The observation that both total cholesterol and free cholesterol are significantly associated with TTP is not surprising, given that it has been known for many years that there is a highly significant correlation between serum total and free cholesterol (45, 46). With respect to reproductive outcomes, knockout of the scavenger receptor BI−/− in mice leads to a large increase in the unesterified cholesterol to total cholesterol ratio, abnormally large HDL particles, and infertility in females (47). Treatment of these mice with probucol reduces the unesterified cholesterol to total cholesterol ratio and restores fertility (48). Moreover, recent evidence points to the importance of the liver X receptors (LXR; LXRα and LXRβ). LXRs are nuclear transcription factors that are important regulators of cholesterol, fatty acid, and glucose homeostasis. LXR pathways have been shown to be important in reproductive health for both males and females because their deletions have been shown to induce multiple reproductive phenotypes (12, 49).

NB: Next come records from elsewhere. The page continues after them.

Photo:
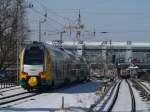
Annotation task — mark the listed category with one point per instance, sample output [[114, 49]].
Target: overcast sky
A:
[[122, 19]]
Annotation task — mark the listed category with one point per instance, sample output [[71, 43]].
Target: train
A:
[[125, 73], [44, 66]]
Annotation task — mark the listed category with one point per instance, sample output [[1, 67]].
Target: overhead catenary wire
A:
[[52, 11]]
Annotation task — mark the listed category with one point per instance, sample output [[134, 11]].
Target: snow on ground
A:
[[141, 106], [105, 103], [11, 91], [78, 98], [146, 84], [123, 102]]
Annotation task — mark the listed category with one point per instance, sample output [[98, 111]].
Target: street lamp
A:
[[40, 22]]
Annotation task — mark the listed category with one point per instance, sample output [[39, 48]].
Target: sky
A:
[[123, 20]]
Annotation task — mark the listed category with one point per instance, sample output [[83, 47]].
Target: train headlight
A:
[[43, 75], [23, 75], [33, 81]]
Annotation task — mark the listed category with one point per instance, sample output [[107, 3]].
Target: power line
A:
[[117, 13], [41, 14], [53, 12]]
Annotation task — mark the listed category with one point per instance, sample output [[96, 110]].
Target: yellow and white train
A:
[[42, 65]]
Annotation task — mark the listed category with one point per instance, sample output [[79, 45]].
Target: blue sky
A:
[[122, 19]]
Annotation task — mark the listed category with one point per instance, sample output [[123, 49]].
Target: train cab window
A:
[[34, 56]]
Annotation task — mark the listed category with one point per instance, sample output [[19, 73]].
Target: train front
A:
[[32, 66]]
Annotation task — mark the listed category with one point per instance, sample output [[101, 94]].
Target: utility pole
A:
[[40, 22]]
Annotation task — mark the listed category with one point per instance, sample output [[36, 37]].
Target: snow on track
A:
[[78, 98], [123, 102], [141, 106], [11, 91]]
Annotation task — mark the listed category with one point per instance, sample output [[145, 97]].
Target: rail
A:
[[114, 99], [7, 82], [132, 98]]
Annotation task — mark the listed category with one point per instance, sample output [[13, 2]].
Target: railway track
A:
[[9, 89], [144, 87], [101, 103], [112, 103], [115, 98], [132, 97], [6, 100], [145, 91]]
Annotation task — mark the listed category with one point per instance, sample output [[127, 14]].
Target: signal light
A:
[[23, 75], [43, 75]]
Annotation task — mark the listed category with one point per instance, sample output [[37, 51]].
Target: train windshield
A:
[[34, 56]]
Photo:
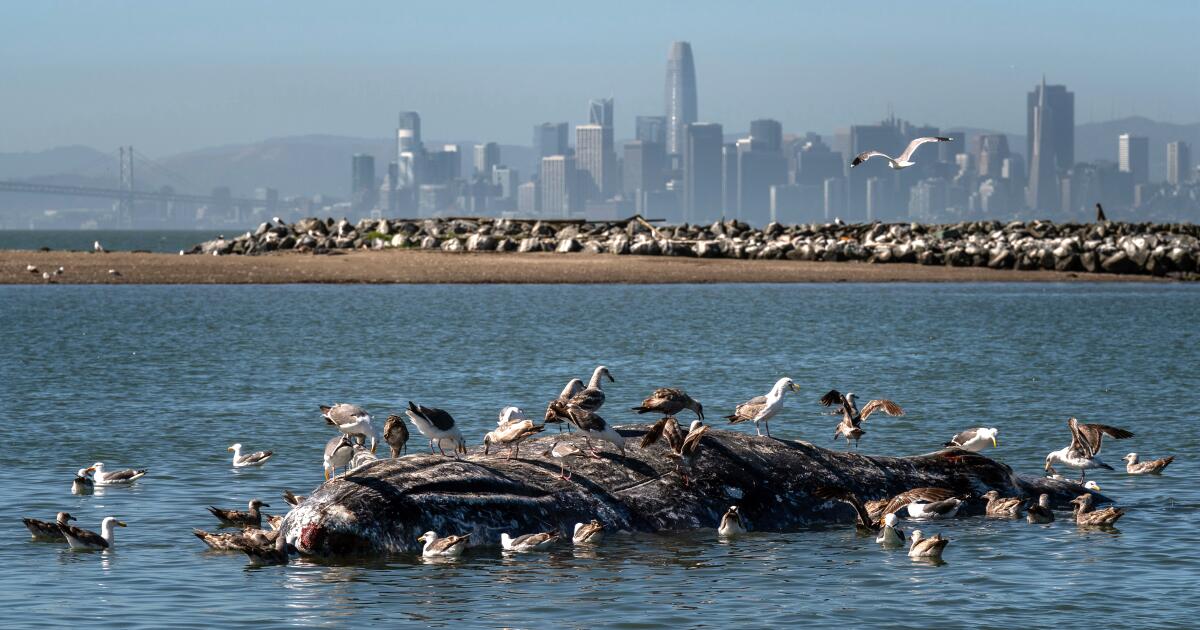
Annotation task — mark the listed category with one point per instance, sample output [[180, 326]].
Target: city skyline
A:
[[833, 76]]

In addition, the oocyte is cholesterol biosynthesis incompetent and relies on the surrounding cumulus granulosa for many factors including cholesterol, and there is evidence that the communication between the oocyte and granulosa cells is bidirectional (50). Serum and lipoprotein cholesterol may thus ultimately affect the activity of sterodogenic cells. Granulosa cells accumulate cholesteryl esters and use these stores preferentially for steroid synthesis (51). HDL is also the sole source of lipoprotein cholesterol for granulosa cells within the developing follicle, and their steroidogenic potential is dependent on the supply of HDL from the blood via the follicular fluid (52). Total serum cholesterol levels are associated with changes in HDL particle dynamics (53) that may alter the ability of HDL to cross the blood follicle barrier and thereby supply cholesterol for steroidogenesis and ultimately influence fertility. Combined, these findings provide plausible mechanisms for our observed independent associations between the female and male lipid concentrations and TTP.

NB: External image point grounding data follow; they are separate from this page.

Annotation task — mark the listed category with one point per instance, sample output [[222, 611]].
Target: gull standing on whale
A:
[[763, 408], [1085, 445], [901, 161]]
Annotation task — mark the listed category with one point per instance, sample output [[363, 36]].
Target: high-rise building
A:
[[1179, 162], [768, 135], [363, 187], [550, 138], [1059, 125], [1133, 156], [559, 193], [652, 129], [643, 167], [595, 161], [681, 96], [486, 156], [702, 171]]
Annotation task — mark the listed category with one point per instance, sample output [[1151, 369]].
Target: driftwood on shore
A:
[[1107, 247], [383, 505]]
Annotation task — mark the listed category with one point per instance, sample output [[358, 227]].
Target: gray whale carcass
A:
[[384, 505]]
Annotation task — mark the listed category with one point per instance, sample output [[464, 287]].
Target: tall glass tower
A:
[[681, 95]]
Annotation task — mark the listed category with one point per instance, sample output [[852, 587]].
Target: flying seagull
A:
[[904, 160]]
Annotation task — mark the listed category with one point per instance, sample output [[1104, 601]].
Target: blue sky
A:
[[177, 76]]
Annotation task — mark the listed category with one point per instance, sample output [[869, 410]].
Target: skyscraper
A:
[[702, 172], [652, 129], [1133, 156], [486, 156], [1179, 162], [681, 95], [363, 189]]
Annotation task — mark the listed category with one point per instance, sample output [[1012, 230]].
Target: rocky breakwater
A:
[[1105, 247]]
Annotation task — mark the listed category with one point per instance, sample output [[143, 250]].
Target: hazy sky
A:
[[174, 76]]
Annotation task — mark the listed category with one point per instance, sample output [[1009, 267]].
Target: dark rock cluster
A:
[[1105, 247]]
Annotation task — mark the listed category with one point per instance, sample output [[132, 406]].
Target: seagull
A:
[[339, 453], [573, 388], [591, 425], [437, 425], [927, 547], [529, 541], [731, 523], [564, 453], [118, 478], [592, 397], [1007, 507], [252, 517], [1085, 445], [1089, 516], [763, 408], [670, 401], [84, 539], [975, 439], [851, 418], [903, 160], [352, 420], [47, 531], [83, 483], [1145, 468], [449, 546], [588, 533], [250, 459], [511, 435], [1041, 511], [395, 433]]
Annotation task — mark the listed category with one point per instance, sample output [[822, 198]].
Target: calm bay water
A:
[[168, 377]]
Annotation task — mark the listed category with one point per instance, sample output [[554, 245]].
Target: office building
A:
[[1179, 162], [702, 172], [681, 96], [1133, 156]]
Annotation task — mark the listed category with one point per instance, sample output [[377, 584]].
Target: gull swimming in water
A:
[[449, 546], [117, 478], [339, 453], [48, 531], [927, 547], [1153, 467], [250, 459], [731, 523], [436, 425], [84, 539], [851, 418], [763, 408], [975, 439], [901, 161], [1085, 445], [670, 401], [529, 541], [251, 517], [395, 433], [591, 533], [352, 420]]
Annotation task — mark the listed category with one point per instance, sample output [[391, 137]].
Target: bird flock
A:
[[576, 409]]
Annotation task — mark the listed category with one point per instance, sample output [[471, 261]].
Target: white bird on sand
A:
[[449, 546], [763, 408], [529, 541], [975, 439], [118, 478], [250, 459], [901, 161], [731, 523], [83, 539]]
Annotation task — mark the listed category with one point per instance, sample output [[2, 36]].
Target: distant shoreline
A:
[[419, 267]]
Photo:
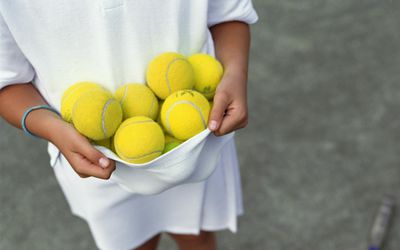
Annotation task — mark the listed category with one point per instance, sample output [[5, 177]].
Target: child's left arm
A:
[[232, 44]]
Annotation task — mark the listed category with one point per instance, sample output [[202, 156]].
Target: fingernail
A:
[[104, 162], [213, 125]]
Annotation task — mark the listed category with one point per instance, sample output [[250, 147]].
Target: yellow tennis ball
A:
[[97, 114], [185, 114], [207, 73], [170, 145], [137, 100], [72, 94], [169, 139], [138, 140], [169, 72]]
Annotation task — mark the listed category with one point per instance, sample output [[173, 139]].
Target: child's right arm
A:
[[83, 157]]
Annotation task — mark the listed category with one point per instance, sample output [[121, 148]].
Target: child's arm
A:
[[82, 156], [232, 44]]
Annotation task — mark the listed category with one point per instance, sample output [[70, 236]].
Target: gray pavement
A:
[[321, 149]]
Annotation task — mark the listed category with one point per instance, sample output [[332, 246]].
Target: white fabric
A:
[[120, 220], [56, 43], [193, 161]]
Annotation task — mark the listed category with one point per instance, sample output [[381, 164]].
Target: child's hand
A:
[[229, 111], [84, 158]]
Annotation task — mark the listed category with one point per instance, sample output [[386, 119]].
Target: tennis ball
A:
[[137, 100], [72, 94], [169, 72], [105, 143], [207, 73], [170, 145], [185, 114], [138, 140], [160, 103], [97, 114]]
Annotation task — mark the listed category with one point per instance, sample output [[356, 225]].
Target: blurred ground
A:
[[321, 149]]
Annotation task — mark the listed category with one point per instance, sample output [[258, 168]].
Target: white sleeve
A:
[[14, 67], [231, 10]]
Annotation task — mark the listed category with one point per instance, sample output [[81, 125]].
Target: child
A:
[[48, 45]]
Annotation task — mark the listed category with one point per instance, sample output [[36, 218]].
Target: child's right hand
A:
[[84, 158]]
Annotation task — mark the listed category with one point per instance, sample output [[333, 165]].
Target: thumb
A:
[[217, 112], [93, 155]]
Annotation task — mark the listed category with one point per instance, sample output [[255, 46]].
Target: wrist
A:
[[43, 123], [237, 74]]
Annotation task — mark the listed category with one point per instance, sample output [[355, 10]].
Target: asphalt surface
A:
[[320, 151]]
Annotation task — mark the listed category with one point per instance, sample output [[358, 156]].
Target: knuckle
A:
[[106, 175]]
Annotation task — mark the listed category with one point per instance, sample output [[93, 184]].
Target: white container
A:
[[192, 161]]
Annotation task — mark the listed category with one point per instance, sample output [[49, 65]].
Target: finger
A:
[[234, 119], [92, 154], [85, 168], [218, 110]]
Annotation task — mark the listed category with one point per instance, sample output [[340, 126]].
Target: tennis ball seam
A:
[[151, 107], [167, 71], [137, 157], [181, 102], [135, 122], [103, 114], [142, 156]]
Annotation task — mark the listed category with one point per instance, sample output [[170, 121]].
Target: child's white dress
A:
[[55, 43]]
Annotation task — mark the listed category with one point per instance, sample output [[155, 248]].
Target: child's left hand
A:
[[229, 112]]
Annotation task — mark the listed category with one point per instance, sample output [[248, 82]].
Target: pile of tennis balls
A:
[[139, 122]]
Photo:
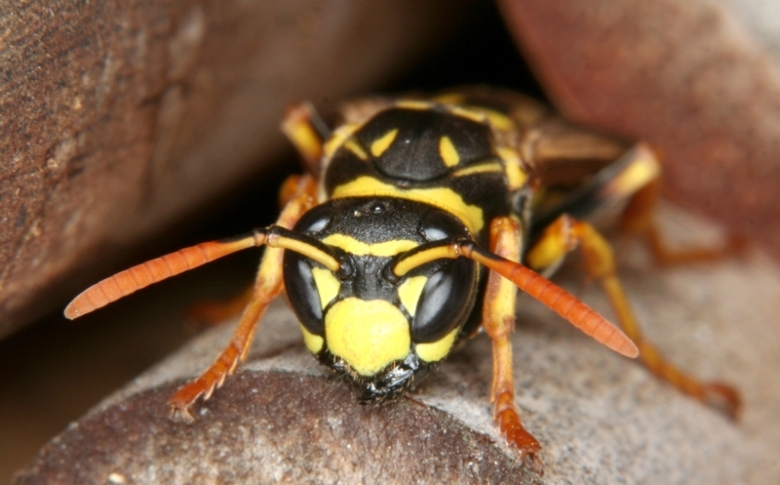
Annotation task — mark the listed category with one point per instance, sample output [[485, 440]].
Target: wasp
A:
[[418, 220]]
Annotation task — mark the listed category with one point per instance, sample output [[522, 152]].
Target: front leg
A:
[[268, 285], [499, 320]]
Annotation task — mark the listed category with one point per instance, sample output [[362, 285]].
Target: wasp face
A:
[[378, 330]]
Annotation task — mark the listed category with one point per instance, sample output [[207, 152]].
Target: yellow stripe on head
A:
[[359, 248], [448, 152], [381, 144], [368, 335]]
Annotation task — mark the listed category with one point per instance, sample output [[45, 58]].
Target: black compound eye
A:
[[446, 301], [437, 225], [302, 292]]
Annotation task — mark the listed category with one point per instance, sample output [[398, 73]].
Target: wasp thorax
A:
[[378, 329]]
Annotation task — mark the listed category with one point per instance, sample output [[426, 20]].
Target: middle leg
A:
[[566, 234]]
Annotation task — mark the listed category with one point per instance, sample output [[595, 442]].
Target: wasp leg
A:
[[268, 285], [639, 218], [566, 234], [498, 319], [307, 132]]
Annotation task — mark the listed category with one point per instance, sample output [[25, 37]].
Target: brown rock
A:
[[117, 117], [699, 79], [599, 417]]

The differences between the individual and couple-based models highlight that free cholesterol levels are important for fertility for both members of the couple when considered together. It is important to note that although the individual models for males alone were nonsignificant, the point estimates were of a similar direction and magnitude and borderline significant. In addition, the association between total lipids in the female partner and time to pregnancy was observed only in the individual models. In the couple-based models, a larger sample size would be needed to detect small effects on total lipids, given that the model is less parsimonious and precision is affected in nonlinear models. The association observed among male partners is biologically plausible, given that cholesterol is the main substrate for steroid synthesis, and also has been shown to play a crucial role in steroidogenesis and associated downstream effects including spermatogenesis (2). Moreover, there is ample evidence from animal studies linking cholesterolemia, steroidogenesis, and male fertility (5457).

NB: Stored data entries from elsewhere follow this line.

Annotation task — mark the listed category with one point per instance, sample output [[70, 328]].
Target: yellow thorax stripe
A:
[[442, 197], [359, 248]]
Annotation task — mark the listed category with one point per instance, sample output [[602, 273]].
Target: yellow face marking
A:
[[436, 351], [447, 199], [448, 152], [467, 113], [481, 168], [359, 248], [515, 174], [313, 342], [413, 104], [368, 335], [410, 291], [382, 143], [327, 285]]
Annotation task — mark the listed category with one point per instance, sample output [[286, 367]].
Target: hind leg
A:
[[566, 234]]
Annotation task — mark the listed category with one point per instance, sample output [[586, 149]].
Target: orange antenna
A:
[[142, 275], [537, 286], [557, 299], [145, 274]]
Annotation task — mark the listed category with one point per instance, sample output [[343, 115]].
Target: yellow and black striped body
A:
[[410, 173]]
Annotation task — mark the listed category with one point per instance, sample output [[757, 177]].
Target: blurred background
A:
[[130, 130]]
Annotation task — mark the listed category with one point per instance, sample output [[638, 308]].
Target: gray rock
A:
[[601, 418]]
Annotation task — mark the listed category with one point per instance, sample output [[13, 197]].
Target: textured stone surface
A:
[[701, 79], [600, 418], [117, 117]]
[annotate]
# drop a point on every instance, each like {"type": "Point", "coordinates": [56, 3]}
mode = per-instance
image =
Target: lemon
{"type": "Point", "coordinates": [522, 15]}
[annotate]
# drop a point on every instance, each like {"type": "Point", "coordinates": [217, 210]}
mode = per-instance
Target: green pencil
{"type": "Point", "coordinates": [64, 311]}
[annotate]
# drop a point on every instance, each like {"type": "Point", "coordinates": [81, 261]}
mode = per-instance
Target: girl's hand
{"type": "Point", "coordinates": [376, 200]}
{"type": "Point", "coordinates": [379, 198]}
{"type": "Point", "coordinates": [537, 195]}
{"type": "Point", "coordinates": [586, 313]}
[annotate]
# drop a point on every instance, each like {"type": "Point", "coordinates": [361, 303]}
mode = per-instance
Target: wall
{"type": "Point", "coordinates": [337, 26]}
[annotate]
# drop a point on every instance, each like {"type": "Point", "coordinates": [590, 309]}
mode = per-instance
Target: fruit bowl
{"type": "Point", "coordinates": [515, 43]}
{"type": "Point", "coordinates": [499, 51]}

This study has several strengths. In particular, this study is the first prospective population-based TTP study with preconception enrollment of both partners. Both male and female concentrations were evaluated, enabling a couple-based approach for studying fecundity. This study was limited in that serum samples obtained were nonfasting, thus increasing the variability in measurement, particularly for triglycerides. However, the fasting status is not likely to be related to TTP, and therefore, any introduced bias would be nondifferential. There were also some possible unmeasured confounders because no assessment of dietary intake was available. However, sensitivity analyses showed that the associations we observed are unlikely to be explained by other dietary factors, such as fiber intake, and are robust in the presence of mild to moderate unmeasured confounding. Although a strong unmeasured confounding factor (twice the association observed with lipids and highly correlated with lipids, ρ = .6 or larger) could explain the association, a degree of confounding this extreme seems implausible, especially given that the correlation between the cholesterol levels in men and women was less than 0.2. However, this cannot be entirely ruled out. We have also limited our analyses to examine associations of single lipids on TTP and did not have measures of HDL or calculated or direct measurement of low-density lipoprotein.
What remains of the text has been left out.